Plaga pożarów się rozszerza. Z Sardynii dotarła na Sycylię i do Kalabrii. W całych Włoszech podczas weekendu wybuchło ich ponad 100. W okolicach Olbii na Sardynii trzeba było ewakuować turystów i miejscowych.
Burmistrz Pozzomaggiore, który w sobotę przemawiał na pogrzebie dwóch ofiar ognia, o ich śmierć oskarżył mafię. Leśnicy i policja też nie mają wątpliwości, że kataklizm to sprawka działających na zlecenie podpalaczy. Wskazują na to badania ekspertów i zeznania świadków. Turyści zwiedzający wyspę samochodem zauważyli, że z auta jadącego przed nimi rzucano w las koktajle Mołotowa. Nikogo nie złapano za rękę, ale prokuratura rozpoczęła już śledztwa. Co gorsza, w miejscach, gdzie udało się opanować żywioł, następnego dnia wybuchają znów pożary. Strażacy są przekonani, że pokrzyżowali plany zleceniodawców, więc podpalacze znów przystąpili do dzieła.
Powtarza się to co roku. Gdy tylko przyjdzie fala upałów, płoną południowe Włochy. Na północy, gdzie nie jest o wiele chłodniej, a wiatr wieje z podobną siłą, pożary nie wybuchają. Trudno nie wiązać paradoksu z tym, że południe, gdzie struktury państwa są słabe, to królestwo organizacji mafijnych. Pożary lasów i pól na terenach atrakcyjnych turystycznie, najczęściej nad morzem, wybuchają dlatego, że ktoś chce tam budować hotele, osiedla i centra usługowe. Dlatego dziewięć lat temu parlament uchwalił prawo, które zabrania budowania czegokolwiek przez co najmniej 15 lat na terenach spalonych lasów i pól. Jak wynika z zeszłorocznej kontroli, w Kalabrii zakaz przestrzegano w 12 proc., w Apulii – w 8 proc. Resztę terenów już zabetonowano.
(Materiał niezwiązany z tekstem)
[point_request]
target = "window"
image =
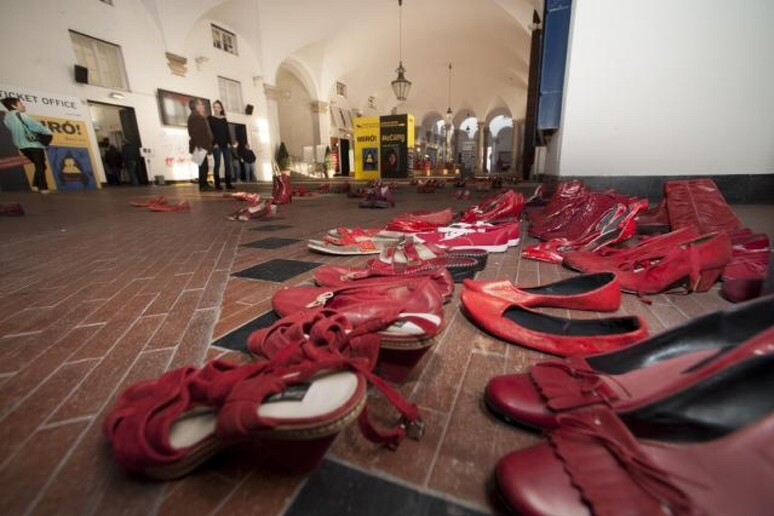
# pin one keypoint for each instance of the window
(341, 89)
(224, 40)
(231, 95)
(104, 61)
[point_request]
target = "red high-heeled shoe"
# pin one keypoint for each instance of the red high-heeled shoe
(549, 334)
(594, 464)
(600, 292)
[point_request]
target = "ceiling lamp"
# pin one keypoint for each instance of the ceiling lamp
(401, 86)
(449, 114)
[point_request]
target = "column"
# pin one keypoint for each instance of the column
(518, 126)
(272, 116)
(322, 126)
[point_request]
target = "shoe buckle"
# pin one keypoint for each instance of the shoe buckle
(321, 300)
(415, 429)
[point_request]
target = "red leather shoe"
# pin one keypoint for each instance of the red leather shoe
(411, 315)
(549, 334)
(644, 375)
(600, 292)
(505, 207)
(594, 464)
(287, 409)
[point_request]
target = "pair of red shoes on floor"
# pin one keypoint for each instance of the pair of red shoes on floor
(681, 423)
(683, 258)
(506, 311)
(284, 410)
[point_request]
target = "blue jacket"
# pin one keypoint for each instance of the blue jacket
(19, 132)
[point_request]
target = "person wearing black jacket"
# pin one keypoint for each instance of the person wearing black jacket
(221, 140)
(248, 158)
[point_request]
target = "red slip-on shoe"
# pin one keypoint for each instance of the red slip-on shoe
(623, 379)
(332, 276)
(494, 241)
(595, 464)
(555, 335)
(600, 292)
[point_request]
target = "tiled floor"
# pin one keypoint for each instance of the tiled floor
(96, 295)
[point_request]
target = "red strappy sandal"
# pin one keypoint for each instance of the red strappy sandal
(287, 410)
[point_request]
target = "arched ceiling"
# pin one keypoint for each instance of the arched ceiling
(356, 42)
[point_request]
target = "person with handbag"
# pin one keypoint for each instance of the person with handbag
(30, 137)
(200, 139)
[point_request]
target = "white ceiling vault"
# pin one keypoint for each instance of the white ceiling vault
(356, 42)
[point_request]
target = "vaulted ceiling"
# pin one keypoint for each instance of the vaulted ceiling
(357, 42)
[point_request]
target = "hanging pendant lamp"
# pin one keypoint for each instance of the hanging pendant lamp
(401, 86)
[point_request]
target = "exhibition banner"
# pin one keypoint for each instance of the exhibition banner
(366, 149)
(72, 155)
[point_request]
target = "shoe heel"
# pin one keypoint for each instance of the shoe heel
(289, 456)
(395, 365)
(707, 278)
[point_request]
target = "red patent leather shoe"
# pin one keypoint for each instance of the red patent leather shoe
(600, 292)
(696, 265)
(548, 334)
(595, 464)
(286, 410)
(637, 377)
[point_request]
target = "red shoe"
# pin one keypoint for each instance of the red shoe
(160, 200)
(594, 464)
(635, 377)
(493, 241)
(617, 225)
(289, 408)
(335, 277)
(548, 334)
(411, 314)
(181, 206)
(505, 207)
(600, 292)
(745, 274)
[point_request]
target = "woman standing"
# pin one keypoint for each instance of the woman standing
(21, 125)
(221, 140)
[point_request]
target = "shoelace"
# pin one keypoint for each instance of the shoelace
(610, 433)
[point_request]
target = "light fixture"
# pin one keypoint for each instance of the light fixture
(449, 114)
(401, 86)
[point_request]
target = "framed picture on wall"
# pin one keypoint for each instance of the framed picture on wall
(173, 108)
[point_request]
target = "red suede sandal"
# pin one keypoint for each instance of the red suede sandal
(287, 410)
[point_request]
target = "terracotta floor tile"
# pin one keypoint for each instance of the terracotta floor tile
(17, 426)
(28, 471)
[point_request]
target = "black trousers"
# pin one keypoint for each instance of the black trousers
(38, 158)
(204, 170)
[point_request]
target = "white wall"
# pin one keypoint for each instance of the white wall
(48, 65)
(668, 87)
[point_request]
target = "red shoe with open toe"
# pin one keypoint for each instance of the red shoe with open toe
(286, 410)
(600, 292)
(549, 334)
(411, 315)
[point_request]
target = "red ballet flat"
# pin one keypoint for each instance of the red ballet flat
(548, 334)
(600, 292)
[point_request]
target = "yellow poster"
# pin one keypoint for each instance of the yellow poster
(367, 149)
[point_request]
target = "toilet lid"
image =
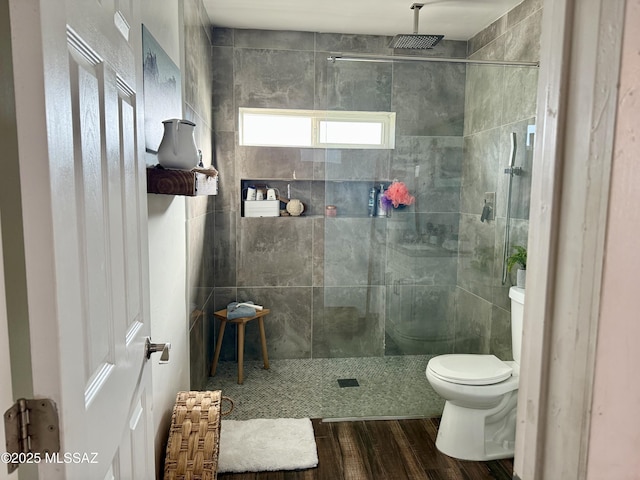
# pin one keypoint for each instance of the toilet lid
(470, 369)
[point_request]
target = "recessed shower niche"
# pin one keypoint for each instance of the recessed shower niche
(350, 197)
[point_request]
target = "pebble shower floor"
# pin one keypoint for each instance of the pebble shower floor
(393, 386)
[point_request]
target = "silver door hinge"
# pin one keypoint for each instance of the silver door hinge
(31, 431)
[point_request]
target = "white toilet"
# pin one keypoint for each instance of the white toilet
(481, 391)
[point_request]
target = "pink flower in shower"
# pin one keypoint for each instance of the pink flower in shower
(398, 194)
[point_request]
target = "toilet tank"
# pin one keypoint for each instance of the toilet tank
(517, 316)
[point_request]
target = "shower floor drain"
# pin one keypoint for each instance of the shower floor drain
(348, 382)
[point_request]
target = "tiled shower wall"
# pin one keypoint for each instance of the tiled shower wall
(499, 100)
(345, 286)
(199, 224)
(353, 286)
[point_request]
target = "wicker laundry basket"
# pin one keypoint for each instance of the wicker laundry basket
(194, 436)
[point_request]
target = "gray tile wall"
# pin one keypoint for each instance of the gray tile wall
(200, 225)
(351, 285)
(500, 100)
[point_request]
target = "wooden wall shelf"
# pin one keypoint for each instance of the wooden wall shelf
(190, 183)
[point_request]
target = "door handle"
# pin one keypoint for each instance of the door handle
(150, 348)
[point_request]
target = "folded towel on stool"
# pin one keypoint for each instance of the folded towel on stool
(241, 310)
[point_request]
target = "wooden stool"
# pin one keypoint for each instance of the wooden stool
(240, 322)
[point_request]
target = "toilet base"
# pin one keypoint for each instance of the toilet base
(476, 434)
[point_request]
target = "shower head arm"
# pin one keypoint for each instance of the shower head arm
(416, 16)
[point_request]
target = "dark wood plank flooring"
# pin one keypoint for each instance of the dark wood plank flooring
(383, 450)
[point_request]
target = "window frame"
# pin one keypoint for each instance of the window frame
(386, 119)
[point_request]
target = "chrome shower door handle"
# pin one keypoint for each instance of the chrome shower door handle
(150, 348)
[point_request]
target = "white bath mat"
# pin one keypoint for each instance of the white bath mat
(262, 445)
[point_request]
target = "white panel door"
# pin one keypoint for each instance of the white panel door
(88, 289)
(6, 396)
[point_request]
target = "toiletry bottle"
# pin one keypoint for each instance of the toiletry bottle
(372, 201)
(382, 211)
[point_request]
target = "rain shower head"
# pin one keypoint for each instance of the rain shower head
(415, 41)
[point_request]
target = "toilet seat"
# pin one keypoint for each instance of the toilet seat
(470, 369)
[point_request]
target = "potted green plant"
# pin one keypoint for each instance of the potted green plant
(519, 257)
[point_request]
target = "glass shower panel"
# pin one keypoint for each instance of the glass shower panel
(423, 278)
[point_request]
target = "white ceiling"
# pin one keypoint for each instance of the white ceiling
(456, 19)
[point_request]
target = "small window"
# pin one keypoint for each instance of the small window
(316, 128)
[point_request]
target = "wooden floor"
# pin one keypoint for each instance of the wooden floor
(383, 450)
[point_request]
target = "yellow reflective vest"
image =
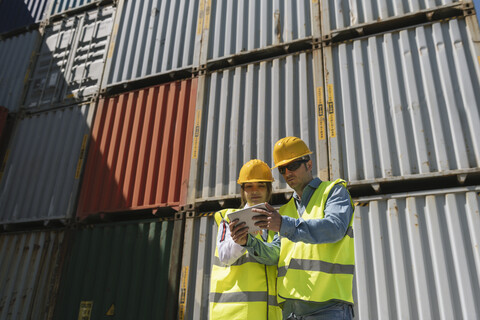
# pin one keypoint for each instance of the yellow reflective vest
(316, 272)
(244, 290)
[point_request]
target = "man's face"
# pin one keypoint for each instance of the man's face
(299, 175)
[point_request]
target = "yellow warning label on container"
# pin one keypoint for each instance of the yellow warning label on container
(111, 311)
(321, 114)
(331, 113)
(4, 164)
(201, 14)
(208, 10)
(85, 311)
(183, 293)
(196, 133)
(81, 157)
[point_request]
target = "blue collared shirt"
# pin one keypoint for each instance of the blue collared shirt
(332, 228)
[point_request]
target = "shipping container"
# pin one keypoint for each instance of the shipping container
(241, 113)
(58, 7)
(239, 27)
(338, 15)
(151, 38)
(16, 54)
(405, 105)
(140, 150)
(417, 255)
(122, 271)
(17, 14)
(29, 266)
(40, 174)
(70, 63)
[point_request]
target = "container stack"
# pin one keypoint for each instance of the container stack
(124, 125)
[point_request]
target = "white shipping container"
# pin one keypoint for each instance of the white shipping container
(70, 64)
(405, 104)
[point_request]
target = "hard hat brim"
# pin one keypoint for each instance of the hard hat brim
(285, 162)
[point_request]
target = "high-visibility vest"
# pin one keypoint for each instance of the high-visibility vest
(244, 290)
(316, 272)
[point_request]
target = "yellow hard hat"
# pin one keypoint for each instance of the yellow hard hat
(289, 149)
(255, 171)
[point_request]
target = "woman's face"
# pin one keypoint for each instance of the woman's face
(255, 192)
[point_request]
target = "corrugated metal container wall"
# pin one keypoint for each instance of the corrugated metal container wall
(418, 255)
(43, 165)
(15, 55)
(59, 6)
(345, 14)
(139, 155)
(152, 37)
(245, 111)
(29, 273)
(15, 14)
(120, 271)
(240, 26)
(71, 60)
(198, 255)
(405, 104)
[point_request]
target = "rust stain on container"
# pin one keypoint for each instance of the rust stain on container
(139, 155)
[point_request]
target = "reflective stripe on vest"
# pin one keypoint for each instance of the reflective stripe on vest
(316, 272)
(315, 265)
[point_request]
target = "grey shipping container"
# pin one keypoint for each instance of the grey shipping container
(417, 257)
(240, 27)
(122, 271)
(152, 38)
(29, 269)
(337, 15)
(43, 166)
(69, 66)
(16, 54)
(17, 14)
(241, 113)
(405, 105)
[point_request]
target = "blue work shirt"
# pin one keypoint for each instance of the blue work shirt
(332, 228)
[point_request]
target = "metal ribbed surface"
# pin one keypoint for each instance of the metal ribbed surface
(151, 38)
(405, 103)
(241, 26)
(417, 256)
(15, 55)
(140, 150)
(15, 14)
(121, 269)
(71, 60)
(343, 14)
(42, 172)
(59, 6)
(246, 110)
(198, 252)
(28, 273)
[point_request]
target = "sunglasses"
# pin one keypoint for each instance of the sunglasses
(291, 166)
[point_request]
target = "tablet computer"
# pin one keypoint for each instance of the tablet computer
(245, 215)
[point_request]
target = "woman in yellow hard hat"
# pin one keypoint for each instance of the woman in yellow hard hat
(240, 287)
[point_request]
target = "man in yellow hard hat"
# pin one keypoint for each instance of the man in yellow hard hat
(316, 256)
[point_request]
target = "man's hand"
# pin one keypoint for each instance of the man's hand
(268, 219)
(239, 232)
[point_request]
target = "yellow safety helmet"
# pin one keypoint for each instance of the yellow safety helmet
(289, 149)
(255, 171)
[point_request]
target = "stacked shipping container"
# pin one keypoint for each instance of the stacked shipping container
(383, 92)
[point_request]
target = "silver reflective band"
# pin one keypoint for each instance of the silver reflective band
(244, 296)
(315, 265)
(242, 260)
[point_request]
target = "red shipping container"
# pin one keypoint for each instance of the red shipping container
(139, 155)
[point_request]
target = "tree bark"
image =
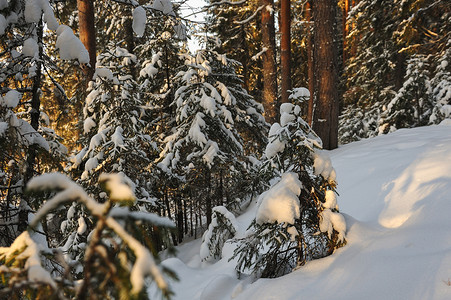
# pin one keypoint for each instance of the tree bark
(269, 62)
(325, 96)
(285, 49)
(86, 26)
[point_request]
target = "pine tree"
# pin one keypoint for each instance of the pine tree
(310, 226)
(29, 146)
(412, 105)
(204, 149)
(115, 263)
(441, 88)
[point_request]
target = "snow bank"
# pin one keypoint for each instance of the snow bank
(401, 180)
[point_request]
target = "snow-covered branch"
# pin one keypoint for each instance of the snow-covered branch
(251, 17)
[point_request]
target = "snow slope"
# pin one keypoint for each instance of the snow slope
(395, 192)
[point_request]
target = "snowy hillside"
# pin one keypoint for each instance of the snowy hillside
(395, 192)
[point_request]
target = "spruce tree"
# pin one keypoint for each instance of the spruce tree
(309, 226)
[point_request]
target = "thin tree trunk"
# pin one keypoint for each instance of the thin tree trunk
(86, 25)
(269, 62)
(346, 8)
(35, 106)
(311, 79)
(326, 104)
(178, 201)
(185, 216)
(208, 201)
(285, 49)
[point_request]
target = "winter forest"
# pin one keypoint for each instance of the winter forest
(122, 146)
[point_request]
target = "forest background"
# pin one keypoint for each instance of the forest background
(118, 91)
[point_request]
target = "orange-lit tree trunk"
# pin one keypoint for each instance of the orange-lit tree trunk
(311, 80)
(285, 49)
(86, 26)
(269, 62)
(325, 96)
(346, 7)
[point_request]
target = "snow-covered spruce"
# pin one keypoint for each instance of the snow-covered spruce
(115, 262)
(441, 87)
(412, 105)
(223, 227)
(204, 148)
(27, 145)
(297, 219)
(115, 136)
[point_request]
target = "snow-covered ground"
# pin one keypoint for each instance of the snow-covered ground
(395, 192)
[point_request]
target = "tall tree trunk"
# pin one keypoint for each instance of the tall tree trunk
(346, 7)
(311, 78)
(285, 49)
(86, 26)
(35, 105)
(325, 97)
(180, 223)
(269, 62)
(208, 200)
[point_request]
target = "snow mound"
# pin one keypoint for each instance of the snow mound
(280, 204)
(394, 198)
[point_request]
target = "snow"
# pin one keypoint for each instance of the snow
(300, 93)
(11, 99)
(3, 24)
(323, 165)
(139, 21)
(33, 10)
(275, 145)
(117, 138)
(280, 204)
(29, 251)
(117, 186)
(3, 4)
(195, 132)
(70, 191)
(394, 197)
(164, 6)
(144, 264)
(3, 127)
(88, 124)
(104, 73)
(70, 46)
(30, 48)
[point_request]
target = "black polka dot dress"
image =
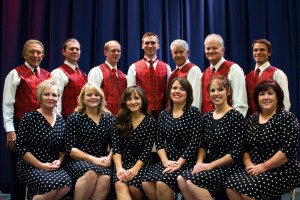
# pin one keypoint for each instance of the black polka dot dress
(45, 143)
(137, 147)
(84, 134)
(280, 133)
(221, 136)
(180, 137)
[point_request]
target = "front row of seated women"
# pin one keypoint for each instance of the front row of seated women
(199, 156)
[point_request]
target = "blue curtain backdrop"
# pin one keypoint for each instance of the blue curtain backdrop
(94, 22)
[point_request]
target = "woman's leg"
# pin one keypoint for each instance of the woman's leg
(61, 192)
(149, 188)
(46, 196)
(135, 193)
(163, 191)
(102, 187)
(122, 191)
(183, 188)
(85, 185)
(197, 192)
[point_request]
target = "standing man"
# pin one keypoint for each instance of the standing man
(69, 78)
(107, 75)
(151, 75)
(214, 51)
(262, 50)
(19, 97)
(180, 53)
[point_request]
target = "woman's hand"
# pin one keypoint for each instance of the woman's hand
(56, 162)
(102, 161)
(48, 167)
(255, 170)
(200, 167)
(172, 166)
(131, 173)
(105, 161)
(122, 175)
(11, 140)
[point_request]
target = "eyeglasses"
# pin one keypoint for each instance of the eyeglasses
(115, 50)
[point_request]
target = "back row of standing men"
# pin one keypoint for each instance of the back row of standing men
(151, 74)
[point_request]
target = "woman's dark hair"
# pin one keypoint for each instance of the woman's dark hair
(266, 85)
(123, 120)
(189, 93)
(222, 81)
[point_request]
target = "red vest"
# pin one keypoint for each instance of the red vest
(26, 100)
(72, 90)
(251, 84)
(180, 72)
(113, 88)
(154, 84)
(223, 70)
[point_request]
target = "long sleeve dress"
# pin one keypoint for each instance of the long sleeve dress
(44, 142)
(137, 147)
(180, 137)
(262, 141)
(83, 133)
(221, 136)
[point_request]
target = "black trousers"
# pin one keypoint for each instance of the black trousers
(17, 187)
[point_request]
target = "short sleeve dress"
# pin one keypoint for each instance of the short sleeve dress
(221, 136)
(280, 133)
(137, 147)
(180, 137)
(94, 139)
(45, 143)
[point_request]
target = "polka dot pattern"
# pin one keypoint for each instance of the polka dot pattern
(83, 133)
(180, 137)
(280, 133)
(45, 142)
(222, 136)
(138, 147)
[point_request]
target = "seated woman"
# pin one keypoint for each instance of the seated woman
(40, 144)
(132, 142)
(220, 151)
(88, 135)
(180, 128)
(270, 159)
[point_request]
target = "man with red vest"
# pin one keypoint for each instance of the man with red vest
(262, 50)
(184, 68)
(214, 51)
(107, 75)
(69, 78)
(19, 97)
(151, 75)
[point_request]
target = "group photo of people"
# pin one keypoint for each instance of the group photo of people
(160, 127)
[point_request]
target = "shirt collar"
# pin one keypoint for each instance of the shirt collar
(110, 66)
(217, 66)
(31, 68)
(263, 67)
(186, 62)
(70, 65)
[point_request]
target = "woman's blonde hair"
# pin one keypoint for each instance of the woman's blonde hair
(81, 106)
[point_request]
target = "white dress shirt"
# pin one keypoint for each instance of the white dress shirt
(194, 76)
(236, 77)
(12, 81)
(280, 77)
(96, 76)
(61, 79)
(131, 74)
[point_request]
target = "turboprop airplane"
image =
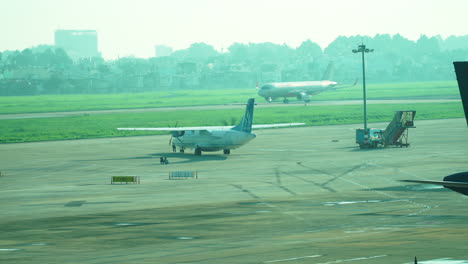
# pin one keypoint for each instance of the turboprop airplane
(215, 138)
(457, 182)
(300, 90)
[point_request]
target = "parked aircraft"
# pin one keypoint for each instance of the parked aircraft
(300, 90)
(215, 138)
(457, 182)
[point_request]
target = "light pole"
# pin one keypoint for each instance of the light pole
(362, 48)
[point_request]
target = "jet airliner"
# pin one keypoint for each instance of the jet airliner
(300, 90)
(215, 138)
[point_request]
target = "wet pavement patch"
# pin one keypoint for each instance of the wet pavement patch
(179, 237)
(74, 203)
(350, 202)
(132, 224)
(35, 244)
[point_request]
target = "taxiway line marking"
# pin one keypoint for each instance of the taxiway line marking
(289, 259)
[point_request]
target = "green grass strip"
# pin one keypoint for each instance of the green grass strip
(63, 103)
(104, 125)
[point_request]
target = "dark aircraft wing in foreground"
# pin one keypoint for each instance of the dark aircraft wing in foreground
(457, 182)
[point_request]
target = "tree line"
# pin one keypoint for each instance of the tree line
(49, 70)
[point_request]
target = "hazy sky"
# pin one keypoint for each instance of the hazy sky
(133, 27)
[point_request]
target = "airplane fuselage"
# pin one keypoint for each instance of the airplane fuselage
(212, 140)
(301, 90)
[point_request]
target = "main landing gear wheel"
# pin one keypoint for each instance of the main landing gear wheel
(198, 152)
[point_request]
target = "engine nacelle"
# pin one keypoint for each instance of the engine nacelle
(458, 177)
(303, 97)
(177, 133)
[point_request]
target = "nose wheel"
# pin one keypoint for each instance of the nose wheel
(198, 151)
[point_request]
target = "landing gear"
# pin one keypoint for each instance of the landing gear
(198, 151)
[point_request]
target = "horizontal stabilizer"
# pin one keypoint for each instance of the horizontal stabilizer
(206, 127)
(443, 183)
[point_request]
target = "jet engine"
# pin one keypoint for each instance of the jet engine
(304, 97)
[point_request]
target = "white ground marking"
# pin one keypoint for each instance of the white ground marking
(353, 259)
(289, 259)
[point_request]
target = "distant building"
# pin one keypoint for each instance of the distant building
(78, 43)
(162, 51)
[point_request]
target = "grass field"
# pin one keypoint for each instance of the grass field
(104, 125)
(60, 103)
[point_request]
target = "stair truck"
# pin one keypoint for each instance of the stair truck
(396, 133)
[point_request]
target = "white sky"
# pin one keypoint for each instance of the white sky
(133, 27)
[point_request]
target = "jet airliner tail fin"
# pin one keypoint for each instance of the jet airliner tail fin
(461, 70)
(328, 75)
(245, 124)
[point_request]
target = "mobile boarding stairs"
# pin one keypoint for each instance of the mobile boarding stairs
(396, 133)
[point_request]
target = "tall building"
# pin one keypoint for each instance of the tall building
(161, 51)
(78, 43)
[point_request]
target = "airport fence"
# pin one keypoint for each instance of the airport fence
(182, 175)
(125, 179)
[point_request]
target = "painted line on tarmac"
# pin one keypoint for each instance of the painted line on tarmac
(353, 259)
(289, 259)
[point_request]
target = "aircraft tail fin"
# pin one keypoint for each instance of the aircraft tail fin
(328, 75)
(245, 124)
(461, 70)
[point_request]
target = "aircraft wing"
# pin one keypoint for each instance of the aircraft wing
(175, 128)
(277, 125)
(205, 127)
(345, 85)
(443, 183)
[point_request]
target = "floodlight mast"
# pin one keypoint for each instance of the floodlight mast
(362, 48)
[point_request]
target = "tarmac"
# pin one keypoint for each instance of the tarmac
(292, 195)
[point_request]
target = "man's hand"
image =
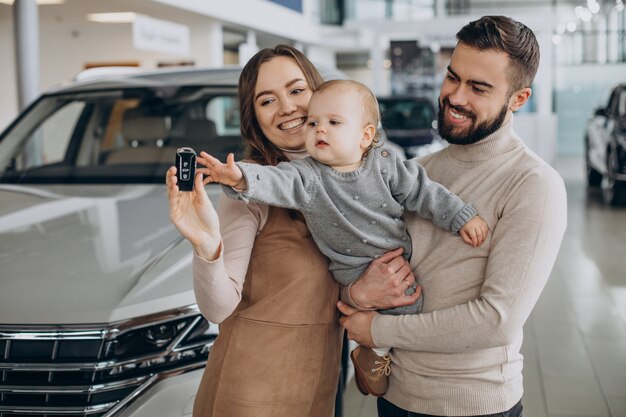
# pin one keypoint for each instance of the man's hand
(384, 282)
(475, 231)
(216, 171)
(357, 324)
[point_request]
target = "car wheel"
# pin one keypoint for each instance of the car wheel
(612, 190)
(594, 178)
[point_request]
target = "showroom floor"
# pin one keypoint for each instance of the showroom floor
(575, 339)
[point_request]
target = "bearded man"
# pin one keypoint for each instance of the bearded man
(461, 357)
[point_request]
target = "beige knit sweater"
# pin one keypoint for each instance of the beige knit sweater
(462, 355)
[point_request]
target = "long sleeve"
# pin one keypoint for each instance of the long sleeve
(218, 284)
(288, 184)
(412, 188)
(523, 249)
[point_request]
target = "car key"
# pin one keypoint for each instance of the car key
(185, 168)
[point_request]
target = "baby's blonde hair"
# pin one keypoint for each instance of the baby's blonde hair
(371, 112)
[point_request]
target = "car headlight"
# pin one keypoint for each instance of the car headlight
(157, 348)
(620, 138)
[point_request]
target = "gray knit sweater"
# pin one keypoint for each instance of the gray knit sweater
(355, 216)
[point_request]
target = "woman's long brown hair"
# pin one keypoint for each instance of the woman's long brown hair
(258, 147)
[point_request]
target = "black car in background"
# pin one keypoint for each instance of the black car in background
(411, 122)
(605, 148)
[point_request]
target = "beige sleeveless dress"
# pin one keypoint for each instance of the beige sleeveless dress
(278, 354)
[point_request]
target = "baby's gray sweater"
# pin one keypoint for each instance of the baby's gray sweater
(354, 217)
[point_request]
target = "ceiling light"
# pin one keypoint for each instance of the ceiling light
(121, 17)
(40, 2)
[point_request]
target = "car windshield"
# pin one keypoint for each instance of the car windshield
(117, 136)
(409, 113)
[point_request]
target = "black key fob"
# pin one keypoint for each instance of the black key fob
(185, 168)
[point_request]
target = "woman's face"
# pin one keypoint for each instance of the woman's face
(281, 102)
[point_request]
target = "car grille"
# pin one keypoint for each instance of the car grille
(70, 371)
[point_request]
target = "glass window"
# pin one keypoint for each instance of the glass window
(48, 143)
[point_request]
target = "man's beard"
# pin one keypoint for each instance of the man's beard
(474, 133)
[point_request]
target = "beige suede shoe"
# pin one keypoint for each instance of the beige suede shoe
(371, 371)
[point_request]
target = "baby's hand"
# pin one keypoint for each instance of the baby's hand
(216, 171)
(475, 231)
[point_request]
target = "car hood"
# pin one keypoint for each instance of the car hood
(89, 254)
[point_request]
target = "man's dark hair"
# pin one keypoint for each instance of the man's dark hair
(504, 34)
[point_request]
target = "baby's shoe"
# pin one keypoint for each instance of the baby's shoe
(371, 371)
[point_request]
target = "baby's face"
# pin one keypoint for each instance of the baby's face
(336, 129)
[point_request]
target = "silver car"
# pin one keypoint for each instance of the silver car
(97, 311)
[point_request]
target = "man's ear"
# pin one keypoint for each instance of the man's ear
(519, 98)
(369, 132)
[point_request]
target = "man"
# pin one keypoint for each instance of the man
(461, 356)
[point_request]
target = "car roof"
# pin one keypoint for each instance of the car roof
(177, 77)
(227, 76)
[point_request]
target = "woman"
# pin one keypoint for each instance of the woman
(257, 270)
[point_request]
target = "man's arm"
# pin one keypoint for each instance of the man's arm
(524, 247)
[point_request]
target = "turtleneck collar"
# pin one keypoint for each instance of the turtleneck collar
(498, 143)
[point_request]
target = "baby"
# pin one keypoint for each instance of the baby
(352, 195)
Gdy pożar wybucha w miejscu słabo dostępnym i odległym od atrakcji turystycznych, to z kolei znak, że komuś brakuje terenu na pastwiska lub pod uprawę. Burmistrz miasteczka Ploaghe Francesco Baule w wypowiedzi dla włoskich mediów stwierdził, że pożary na jego terenie to sprawka „mafii paszowej”. Inni wskazywali na opieszałą akcję ratunkową, oskarżając lokalnych pracowników służb leśnych i strażaków o współpracę z podpalaczami. Właściciel gospodarstwa agroturystycznego na Sycylii, które poszło z dymem, jest przekonany, że to zemsta mafii, bo odmówił płacenia haraczu. Bywa też, że podpalenia to efekt konfliktów między mafijnymi klanami albo konkurentami w turystycznym biznesie.
Ponieważ od 2000 r. karę za podpalenie podniesiono do dziesięciu lat więzienia, mafia zleca tę robotę leciwym, biednym emerytom, których z racji wieku nie można posłać za kratki. Policji udało się w zeszłym roku schwytać kilkunastu piromanów. Niemal wszyscy byli w wieku emerytalnym. Inną kategorią podpalaczy są sezonowi pracownicy leśni. Podpalają, by zapewnić sobie pracę przy gaszeniu pożaru, a potem przy rekultywacji (państwo przeznacza na nią rocznie pół miliarda euro). Na południu spora część tych pieniędzy trafia do mafijnej kasy.